Et si l’avenir d’Assassin’s Creed passait par la dualité ? Après plusieurs années de tâtonnements narratifs et de bouleversements de gameplay, Ubisoft semble prêt à embrasser pleinement une structure à deux personnages jouables pour ses futurs opus. Un choix narratif et ludique qui a déjà fait ses preuves… ou ses détracteurs, selon les points de vue.

Avec Assassin’s Creed Shadows, la formule revient sur le devant de la scène via les personnages de Naoe et Yasuke, rappelant immédiatement les expériences passées avec Evie et Jacob dans Syndicate. Pourtant, cette approche ne fait pas l’unanimité. Certains y voient une richesse scénaristique, d’autres une fracture dans l'immersion. Dans une récente interview accordée à GamesRadar, Simon Lemay-Comtois, directeur associé, a laissé entendre que ce modèle pourrait devenir récurrent, si la narration le justifie.

Mais au-delà de cette potentielle standardisation du duo, Ubisoft semble aussi viser une refonte de l'expérience de jeu, notamment autour du parkour, autre pilier de la saga parfois mis à mal dans les derniers volets. Ce nouvel horizon annonce-t-il une évolution en profondeur ou une simple expérimentation passagère ?

 

Une mécanique déjà testée et divisive

Assassin’s Creed Syndicate : les débuts d’un duo

L’idée d’incarner deux personnages dans un jeu Assassin’s Creed n’est pas nouvelle. En 2015, "Syndicate" introduisait Evie et Jacob Frye, deux jumeaux aux personnalités très distinctes évoluant dans un Londres victorien en pleine révolution industrielle. Le jeu proposait une alternance fluide entre les deux protagonistes, chacun ayant ses propres compétences : Jacob, plus brutal, était taillé pour le combat, tandis qu’Evie brillait par sa discrétion et ses talents d’infiltration.

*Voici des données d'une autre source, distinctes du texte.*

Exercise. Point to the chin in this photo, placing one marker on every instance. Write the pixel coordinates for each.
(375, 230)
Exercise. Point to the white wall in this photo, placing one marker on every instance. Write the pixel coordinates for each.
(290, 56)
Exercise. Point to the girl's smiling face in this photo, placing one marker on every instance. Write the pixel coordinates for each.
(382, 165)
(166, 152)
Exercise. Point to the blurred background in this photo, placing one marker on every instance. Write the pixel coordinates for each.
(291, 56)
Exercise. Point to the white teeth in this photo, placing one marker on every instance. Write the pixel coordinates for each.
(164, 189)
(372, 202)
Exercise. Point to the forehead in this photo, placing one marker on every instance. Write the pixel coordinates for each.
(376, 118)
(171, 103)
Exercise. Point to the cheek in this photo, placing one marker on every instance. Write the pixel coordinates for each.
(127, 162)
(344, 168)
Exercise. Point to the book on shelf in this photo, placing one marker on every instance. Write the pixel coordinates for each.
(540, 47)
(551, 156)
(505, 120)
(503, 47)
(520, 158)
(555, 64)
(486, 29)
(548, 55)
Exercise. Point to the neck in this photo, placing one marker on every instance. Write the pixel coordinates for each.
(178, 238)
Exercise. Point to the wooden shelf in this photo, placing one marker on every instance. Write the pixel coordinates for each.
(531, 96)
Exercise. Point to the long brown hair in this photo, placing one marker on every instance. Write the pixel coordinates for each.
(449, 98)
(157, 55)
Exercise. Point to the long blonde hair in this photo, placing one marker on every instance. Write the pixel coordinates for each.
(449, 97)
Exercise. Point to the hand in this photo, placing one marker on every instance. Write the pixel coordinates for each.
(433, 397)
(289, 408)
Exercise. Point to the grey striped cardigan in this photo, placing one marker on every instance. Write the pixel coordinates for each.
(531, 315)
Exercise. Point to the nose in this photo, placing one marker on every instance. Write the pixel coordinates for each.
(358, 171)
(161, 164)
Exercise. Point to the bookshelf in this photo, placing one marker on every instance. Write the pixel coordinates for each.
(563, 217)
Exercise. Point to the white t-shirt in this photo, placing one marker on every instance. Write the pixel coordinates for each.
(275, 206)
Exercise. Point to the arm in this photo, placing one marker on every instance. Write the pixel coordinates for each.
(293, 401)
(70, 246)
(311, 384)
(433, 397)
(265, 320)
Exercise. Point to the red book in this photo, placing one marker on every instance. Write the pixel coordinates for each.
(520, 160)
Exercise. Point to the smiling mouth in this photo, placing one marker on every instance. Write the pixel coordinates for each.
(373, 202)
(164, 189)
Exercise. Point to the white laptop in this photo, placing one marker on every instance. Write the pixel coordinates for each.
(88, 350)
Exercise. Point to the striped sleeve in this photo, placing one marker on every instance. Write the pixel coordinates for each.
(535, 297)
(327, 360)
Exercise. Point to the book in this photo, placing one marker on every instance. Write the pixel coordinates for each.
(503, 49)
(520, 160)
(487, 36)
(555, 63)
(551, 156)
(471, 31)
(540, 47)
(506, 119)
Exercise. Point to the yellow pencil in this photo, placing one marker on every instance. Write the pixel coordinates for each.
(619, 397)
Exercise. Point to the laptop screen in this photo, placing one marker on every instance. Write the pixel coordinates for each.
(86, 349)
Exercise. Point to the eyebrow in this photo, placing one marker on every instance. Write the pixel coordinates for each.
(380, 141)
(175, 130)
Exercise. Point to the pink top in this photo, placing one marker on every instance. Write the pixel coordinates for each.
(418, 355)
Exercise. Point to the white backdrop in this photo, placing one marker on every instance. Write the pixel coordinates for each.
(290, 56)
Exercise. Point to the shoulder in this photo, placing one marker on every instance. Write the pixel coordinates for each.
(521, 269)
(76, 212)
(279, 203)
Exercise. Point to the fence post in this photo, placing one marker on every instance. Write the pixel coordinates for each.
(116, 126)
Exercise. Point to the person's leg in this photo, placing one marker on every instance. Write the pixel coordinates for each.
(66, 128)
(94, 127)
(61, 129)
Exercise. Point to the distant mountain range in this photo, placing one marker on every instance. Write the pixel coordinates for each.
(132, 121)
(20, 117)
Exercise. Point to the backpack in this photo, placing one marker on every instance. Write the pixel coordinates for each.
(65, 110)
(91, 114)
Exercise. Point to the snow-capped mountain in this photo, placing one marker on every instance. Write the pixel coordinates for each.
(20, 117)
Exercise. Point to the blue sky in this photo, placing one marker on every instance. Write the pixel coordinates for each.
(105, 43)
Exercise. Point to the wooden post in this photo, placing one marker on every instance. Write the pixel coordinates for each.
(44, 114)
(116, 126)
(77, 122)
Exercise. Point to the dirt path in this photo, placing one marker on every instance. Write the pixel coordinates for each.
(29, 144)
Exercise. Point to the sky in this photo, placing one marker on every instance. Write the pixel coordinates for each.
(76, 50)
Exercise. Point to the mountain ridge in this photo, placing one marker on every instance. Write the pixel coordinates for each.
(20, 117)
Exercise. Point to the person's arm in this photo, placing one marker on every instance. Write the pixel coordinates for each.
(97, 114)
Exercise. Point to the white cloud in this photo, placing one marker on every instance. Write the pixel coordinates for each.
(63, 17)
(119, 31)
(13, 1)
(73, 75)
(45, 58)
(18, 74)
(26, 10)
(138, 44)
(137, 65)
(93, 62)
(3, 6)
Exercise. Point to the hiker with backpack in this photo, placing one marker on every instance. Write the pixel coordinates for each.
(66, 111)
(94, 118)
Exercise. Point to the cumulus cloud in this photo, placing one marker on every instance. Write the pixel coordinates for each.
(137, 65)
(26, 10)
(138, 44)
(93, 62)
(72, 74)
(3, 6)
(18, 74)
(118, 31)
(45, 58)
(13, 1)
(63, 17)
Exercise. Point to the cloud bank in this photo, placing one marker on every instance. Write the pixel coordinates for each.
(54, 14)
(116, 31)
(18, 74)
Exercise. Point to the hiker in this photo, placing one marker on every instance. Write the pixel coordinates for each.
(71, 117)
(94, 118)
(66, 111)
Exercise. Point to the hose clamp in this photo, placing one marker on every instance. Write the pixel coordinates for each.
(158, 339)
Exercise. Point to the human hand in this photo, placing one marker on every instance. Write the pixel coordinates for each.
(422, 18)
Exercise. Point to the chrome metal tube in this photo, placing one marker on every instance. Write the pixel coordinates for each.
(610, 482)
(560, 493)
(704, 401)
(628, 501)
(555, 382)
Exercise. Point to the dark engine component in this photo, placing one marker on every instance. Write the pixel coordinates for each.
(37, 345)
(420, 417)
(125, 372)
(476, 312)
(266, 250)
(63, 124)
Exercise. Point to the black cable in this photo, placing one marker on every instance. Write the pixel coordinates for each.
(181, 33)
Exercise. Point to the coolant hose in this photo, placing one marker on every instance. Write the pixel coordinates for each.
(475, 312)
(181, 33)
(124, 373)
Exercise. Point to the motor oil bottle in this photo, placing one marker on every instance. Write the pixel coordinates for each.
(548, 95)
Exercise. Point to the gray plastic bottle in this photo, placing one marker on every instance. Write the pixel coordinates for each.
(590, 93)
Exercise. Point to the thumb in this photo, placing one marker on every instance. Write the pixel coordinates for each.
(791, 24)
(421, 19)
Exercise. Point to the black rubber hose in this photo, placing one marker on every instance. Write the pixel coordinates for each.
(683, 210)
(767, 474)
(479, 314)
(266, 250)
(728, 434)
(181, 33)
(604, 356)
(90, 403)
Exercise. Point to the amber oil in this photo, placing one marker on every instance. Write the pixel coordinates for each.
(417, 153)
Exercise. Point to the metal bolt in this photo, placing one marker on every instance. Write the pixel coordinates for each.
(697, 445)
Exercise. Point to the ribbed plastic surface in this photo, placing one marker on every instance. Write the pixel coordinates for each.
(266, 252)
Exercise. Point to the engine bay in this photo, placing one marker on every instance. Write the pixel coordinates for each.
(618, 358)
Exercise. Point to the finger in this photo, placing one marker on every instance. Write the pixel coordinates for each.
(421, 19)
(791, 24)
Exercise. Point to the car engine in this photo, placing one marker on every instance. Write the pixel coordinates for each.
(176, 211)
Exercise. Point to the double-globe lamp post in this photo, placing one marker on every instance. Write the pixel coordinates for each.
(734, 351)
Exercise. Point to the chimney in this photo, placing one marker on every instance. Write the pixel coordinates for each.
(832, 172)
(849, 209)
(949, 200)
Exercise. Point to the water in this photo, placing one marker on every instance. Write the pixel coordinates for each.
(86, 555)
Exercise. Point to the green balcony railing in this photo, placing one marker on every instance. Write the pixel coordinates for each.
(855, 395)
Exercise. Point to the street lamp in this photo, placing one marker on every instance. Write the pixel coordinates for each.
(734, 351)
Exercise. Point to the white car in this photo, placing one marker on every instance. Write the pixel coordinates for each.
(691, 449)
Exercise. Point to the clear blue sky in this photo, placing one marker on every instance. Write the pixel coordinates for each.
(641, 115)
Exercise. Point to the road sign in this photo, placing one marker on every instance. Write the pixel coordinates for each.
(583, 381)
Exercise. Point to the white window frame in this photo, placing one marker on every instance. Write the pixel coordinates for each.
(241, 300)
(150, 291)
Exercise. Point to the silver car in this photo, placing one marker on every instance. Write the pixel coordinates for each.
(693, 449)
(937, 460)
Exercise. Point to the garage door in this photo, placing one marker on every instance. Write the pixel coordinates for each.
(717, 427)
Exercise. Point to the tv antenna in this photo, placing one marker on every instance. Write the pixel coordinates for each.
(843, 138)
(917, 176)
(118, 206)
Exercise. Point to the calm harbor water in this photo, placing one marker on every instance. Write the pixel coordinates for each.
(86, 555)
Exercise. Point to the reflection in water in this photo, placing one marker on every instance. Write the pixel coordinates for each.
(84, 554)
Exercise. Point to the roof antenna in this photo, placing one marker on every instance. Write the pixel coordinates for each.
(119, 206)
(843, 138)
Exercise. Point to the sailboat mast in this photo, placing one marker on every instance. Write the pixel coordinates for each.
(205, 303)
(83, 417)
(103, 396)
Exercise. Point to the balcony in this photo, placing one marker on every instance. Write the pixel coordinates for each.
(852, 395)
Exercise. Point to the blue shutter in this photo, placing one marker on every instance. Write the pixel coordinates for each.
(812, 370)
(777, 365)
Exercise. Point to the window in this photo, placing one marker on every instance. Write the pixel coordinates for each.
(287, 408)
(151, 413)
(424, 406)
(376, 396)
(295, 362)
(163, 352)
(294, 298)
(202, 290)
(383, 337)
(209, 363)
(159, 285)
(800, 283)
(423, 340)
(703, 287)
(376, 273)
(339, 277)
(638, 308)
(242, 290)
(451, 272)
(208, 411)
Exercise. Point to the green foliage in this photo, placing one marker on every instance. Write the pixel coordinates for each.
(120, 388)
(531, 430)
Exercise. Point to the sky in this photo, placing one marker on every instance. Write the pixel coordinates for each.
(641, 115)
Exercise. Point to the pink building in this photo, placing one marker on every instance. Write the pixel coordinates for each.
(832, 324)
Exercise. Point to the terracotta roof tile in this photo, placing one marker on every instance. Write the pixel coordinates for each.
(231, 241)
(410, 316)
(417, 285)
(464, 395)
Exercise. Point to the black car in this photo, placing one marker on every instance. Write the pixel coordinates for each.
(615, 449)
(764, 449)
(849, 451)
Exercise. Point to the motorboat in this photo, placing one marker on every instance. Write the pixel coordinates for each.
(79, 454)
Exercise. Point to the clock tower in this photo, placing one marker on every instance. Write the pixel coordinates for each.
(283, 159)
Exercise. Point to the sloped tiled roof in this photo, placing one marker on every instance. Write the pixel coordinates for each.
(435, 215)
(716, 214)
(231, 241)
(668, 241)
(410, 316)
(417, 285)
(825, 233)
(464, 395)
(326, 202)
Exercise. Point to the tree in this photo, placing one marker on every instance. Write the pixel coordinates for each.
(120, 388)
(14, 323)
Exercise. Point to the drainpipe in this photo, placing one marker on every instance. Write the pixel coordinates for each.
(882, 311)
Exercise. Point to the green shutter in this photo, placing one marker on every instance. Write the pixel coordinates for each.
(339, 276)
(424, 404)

Cette dynamique à deux visait à enrichir l’expérience narrative et à offrir plus de variété dans le gameplay. Mais malgré cette ambition, les retours furent partagés. Certains joueurs ont apprécié la complémentarité et la fraîcheur apportées par ce système. D’autres ont, au contraire, trouvé que cela nuisait à la cohérence du récit, diluait l’attachement aux personnages, voire rompait l’immersion.

"Le duo Frye n'était pas déplaisant, mais j'avais l'impression de ne jamais vraiment m'investir totalement dans l'un ou l'autre." — témoignage fréquent chez les fans de la première heure.

Shadows : Naoe et Yasuke, un tandem clivant

Avec Assassin’s Creed Shadows, Ubisoft revient à cette formule du double protagoniste, cette fois dans un Japon féodal très attendu. L’alternance se fait entre Naoe, une kunoichi furtive, et Yasuke, un samouraï africain historiquement inspiré, chacun incarnant un pan très différent du gameplay.

Si le principe est séduisant sur le papier, les premières réactions sont déjà polarisées. Simon Lemay-Comtois, dans une interview accordée à GamesRadar, reconnaît cette division :

"Les histoires à deux protagonistes peuvent diviser de façon très étrange... Certaines personnes n'apprécient tout simplement pas un personnage plus que l'autre et n'aiment pas passer du temps avec l'un d'eux."

Ce constat lucide montre que, malgré les efforts de narration et d'équilibrage, la formule n’est pas universellement appréciée. Pourtant, Ubisoft semble prêt à assumer ce risque dans une optique de renouvellement.

 

Pourquoi Ubisoft envisage de continuer dans cette voie ?

Les avantages narratifs d’un double protagoniste

À première vue, proposer deux personnages jouables dans un même jeu peut sembler complexe. Mais pour Ubisoft, cette structure ouvre de nombreuses portes en matière de narration. Chaque protagoniste peut représenter un point de vue différent sur les événements, une culture distincte, une manière d'agir propre à son parcours. Cela permet de tisser un récit plus nuancé, plus riche, et potentiellement plus immersif.

Dans Assassin’s Creed Shadows, par exemple, Naoe et Yasuke incarnent deux approches opposées : l’un est ancré dans la tradition ninja, l’autre dans la force brute du samouraï. Ces deux visions ne sont pas que des styles de jeu : elles traduisent des tensions historiques, sociales et culturelles du Japon féodal, ce qui donne plus de profondeur au récit.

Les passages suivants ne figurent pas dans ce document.